I can point absolutely to examples of writing by white women which are tone deaf to the lives of black women - the corporate 'lean in' Sheryl Sandberg type - but by and large those aren't serious feminist writers or theorists, though of course they have an impact on the wider culture. They're most often tone deaf to the lives of nearly all women apart from a small number of educated American/Anglophone women.
It might be that we need to know whether "white feminism" represents an actual trend in feminist writing. Or is it a shorthand for "racism by white women"? In which case I would think that isn't feminism per se, though we need a thread on that too so that posters can share their experiences and we can read them.
It might be a term that started out as a way of reorienting feminist objectives to focus more fully on race - however, it has also now become a convenient way for lots of people to dismiss feminist women or feminist concerns more generally, or types of feminism they don't like for whatever reason.

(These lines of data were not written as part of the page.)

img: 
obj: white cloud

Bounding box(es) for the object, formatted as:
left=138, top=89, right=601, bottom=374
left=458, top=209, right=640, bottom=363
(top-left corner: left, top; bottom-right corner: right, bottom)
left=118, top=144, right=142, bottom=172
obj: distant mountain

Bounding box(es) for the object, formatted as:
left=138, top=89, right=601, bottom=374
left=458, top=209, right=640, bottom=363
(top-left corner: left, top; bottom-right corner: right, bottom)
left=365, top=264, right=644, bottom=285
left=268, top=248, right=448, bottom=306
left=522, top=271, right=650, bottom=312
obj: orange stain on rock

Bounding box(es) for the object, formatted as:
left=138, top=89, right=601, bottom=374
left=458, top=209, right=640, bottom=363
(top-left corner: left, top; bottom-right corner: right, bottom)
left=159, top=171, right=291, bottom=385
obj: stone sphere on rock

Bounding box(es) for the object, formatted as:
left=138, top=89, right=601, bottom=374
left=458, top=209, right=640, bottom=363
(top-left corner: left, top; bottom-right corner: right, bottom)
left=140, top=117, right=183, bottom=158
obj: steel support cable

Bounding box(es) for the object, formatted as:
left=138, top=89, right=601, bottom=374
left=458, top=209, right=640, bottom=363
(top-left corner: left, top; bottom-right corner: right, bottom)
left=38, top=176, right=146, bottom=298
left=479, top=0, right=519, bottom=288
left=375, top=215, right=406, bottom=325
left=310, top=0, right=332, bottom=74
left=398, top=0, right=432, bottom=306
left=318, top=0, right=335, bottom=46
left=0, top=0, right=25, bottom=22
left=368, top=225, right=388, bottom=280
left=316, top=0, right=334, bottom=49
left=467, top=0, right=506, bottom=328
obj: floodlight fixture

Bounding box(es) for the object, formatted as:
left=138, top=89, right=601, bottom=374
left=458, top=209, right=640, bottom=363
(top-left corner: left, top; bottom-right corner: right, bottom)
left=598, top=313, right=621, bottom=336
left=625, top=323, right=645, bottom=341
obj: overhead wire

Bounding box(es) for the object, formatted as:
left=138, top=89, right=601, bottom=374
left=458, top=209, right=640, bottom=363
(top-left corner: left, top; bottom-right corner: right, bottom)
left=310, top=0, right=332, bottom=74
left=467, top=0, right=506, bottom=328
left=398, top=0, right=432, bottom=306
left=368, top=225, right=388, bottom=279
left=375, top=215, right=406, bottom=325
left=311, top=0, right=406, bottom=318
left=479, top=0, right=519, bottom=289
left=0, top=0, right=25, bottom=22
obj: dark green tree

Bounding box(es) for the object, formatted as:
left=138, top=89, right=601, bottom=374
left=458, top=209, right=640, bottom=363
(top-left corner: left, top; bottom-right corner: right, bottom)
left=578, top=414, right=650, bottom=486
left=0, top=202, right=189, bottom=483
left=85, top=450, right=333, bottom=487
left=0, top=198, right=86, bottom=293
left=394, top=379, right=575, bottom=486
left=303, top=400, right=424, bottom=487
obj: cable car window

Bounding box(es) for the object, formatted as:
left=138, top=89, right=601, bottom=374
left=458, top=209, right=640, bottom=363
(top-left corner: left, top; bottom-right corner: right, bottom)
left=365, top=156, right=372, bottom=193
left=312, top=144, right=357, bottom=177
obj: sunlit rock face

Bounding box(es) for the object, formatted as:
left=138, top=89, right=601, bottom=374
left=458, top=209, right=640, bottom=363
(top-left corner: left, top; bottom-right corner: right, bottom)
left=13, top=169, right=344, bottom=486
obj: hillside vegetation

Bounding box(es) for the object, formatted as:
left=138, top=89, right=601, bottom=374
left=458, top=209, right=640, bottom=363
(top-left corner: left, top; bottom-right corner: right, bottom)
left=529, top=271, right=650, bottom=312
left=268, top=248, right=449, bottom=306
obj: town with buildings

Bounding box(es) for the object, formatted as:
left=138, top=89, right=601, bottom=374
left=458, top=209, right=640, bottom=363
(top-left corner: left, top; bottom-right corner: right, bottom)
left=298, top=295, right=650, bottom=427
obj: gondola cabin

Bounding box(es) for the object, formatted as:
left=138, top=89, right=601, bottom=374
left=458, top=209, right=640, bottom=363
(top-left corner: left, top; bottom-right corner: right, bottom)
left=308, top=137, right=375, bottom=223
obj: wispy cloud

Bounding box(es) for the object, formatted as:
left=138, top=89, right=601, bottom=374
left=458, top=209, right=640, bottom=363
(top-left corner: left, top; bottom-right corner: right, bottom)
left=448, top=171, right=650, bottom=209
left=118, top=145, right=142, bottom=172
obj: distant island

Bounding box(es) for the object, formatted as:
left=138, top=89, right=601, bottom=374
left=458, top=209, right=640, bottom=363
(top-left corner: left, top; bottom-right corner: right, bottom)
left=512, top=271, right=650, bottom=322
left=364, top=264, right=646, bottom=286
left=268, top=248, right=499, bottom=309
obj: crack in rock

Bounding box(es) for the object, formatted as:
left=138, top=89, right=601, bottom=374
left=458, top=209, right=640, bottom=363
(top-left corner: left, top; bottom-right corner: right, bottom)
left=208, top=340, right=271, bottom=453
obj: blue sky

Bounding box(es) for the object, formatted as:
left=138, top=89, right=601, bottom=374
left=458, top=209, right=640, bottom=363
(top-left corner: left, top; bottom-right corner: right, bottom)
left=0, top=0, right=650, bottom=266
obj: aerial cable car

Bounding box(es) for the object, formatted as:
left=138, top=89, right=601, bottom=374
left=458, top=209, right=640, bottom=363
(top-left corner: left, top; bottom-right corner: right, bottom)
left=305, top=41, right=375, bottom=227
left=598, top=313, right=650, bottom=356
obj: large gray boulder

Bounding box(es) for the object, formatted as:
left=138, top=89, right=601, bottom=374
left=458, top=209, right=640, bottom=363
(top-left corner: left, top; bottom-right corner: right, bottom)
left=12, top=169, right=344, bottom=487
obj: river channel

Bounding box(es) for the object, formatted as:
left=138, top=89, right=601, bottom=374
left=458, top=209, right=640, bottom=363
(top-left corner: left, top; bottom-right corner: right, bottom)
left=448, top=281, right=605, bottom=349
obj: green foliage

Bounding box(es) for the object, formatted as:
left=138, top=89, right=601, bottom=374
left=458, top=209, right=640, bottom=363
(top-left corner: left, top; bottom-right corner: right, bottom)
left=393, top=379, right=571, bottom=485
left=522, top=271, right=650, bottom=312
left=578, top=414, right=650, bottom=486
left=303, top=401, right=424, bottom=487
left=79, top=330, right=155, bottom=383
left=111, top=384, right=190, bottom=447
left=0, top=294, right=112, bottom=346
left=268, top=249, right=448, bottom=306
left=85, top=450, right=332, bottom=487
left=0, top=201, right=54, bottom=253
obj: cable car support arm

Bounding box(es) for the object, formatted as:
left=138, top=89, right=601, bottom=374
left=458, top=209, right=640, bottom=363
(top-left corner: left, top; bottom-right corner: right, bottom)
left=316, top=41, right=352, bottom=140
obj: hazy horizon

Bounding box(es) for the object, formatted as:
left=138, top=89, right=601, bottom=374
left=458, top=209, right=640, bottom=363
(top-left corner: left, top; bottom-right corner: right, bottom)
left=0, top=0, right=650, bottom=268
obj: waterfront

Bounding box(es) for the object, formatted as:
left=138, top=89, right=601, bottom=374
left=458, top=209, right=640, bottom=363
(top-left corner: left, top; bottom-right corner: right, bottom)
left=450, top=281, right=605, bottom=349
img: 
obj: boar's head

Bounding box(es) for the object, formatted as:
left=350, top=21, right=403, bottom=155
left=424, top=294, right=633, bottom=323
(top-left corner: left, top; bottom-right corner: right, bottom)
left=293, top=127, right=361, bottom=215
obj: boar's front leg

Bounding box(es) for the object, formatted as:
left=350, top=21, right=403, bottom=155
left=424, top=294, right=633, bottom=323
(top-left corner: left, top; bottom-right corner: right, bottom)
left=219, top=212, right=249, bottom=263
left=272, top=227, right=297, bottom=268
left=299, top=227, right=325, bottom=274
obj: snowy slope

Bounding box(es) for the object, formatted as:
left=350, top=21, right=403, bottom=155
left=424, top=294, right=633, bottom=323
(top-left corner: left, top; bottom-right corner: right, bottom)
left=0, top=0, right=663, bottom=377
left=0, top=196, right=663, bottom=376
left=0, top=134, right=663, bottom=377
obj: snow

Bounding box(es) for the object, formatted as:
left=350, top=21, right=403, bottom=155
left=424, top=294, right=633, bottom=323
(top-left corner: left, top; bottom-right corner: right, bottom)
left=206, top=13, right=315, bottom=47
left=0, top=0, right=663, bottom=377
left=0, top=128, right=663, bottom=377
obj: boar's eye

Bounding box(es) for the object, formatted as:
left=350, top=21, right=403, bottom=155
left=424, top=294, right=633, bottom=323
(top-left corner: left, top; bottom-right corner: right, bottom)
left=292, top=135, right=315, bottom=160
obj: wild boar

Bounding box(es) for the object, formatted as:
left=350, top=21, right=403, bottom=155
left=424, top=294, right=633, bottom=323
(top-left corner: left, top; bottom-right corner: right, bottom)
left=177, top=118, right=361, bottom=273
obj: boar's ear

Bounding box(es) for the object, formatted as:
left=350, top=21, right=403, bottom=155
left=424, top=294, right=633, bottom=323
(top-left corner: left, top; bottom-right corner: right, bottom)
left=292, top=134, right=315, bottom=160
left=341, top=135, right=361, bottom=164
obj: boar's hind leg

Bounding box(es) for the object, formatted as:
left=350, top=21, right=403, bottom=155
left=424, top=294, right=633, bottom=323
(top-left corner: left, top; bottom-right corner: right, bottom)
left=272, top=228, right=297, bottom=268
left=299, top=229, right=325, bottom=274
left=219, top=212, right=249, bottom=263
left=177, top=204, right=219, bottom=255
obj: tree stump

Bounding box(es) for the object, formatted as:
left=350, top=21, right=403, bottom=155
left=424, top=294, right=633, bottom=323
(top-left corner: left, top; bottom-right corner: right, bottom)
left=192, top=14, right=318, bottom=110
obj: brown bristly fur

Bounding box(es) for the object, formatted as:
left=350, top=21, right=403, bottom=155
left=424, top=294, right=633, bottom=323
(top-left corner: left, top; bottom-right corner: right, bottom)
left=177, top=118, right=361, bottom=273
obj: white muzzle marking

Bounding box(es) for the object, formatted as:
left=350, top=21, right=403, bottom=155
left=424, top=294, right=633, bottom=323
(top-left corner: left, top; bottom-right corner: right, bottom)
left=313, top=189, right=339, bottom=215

We also ought to be concerned at how easy it is for some people to use it to dismiss black feminists (in an echo of the "Uncle Tom" trope), when they articulate issues of FGM, sex-based rights and maternity rights that impact on black women's bodies; OR any kind of GC/sex-based rights feminism, white or not, which prioritises women's material experiences, the economic impacts of childcare and motherhood, sexual violence and porn. My students are nearly all privileged young white women, but they will also routinely use the term "white feminism" to dismiss any feminism that is concerned with those issues, or is perceived by them as being not "modern" (sex-positive pro-trans pro-porn pro "kink") feminism. Anything that deals with the economic impacts of motherhood, childcare, the damaging and dehumanising effects of pornography, or the subordination of women's bodies to men is regarded automatically as old and boring and not young and sexy and relevant to their lives. That seems to me to be highly counterproductive and just recirculates misogyny.
All this is not to negate the lived experiences of black women. I fully appreciate that "white feminism" is a term that means something specific to them. As a term it's also now escaped that, though, and is routinely used to dismiss women and feminism more broadly - especially when it has been happily co-opted by white men as a stick to beat any women with if they step out of the party line of "approved" thinking (centring men in feminism, etc.). It's in that context that I have experienced it; and ironically it's now used to dismiss a long history of feminist writing by women of all races, as well as individual black women when their concerns don't intersect with those perceived to be the "permitted" forms of contemporary feminism.
These are all issues women should be talking together about. What do you think, for example, of the movement by transactivists to stop women talking about FGM or maternity care because it's "transphobic"? The are issues of huge importance to many women's lives globally, but they are in danger of being systematically erased. What about the impacts on poor women's healthcare of the situation in the NHS? Cuts in funding to DV and refuge services? Disappearance of legal aid? Removal of employment protections? These aren't sexy and exciting topics to most of the young women I've seen talking about "white feminism", but they are of huge importance to women's lives.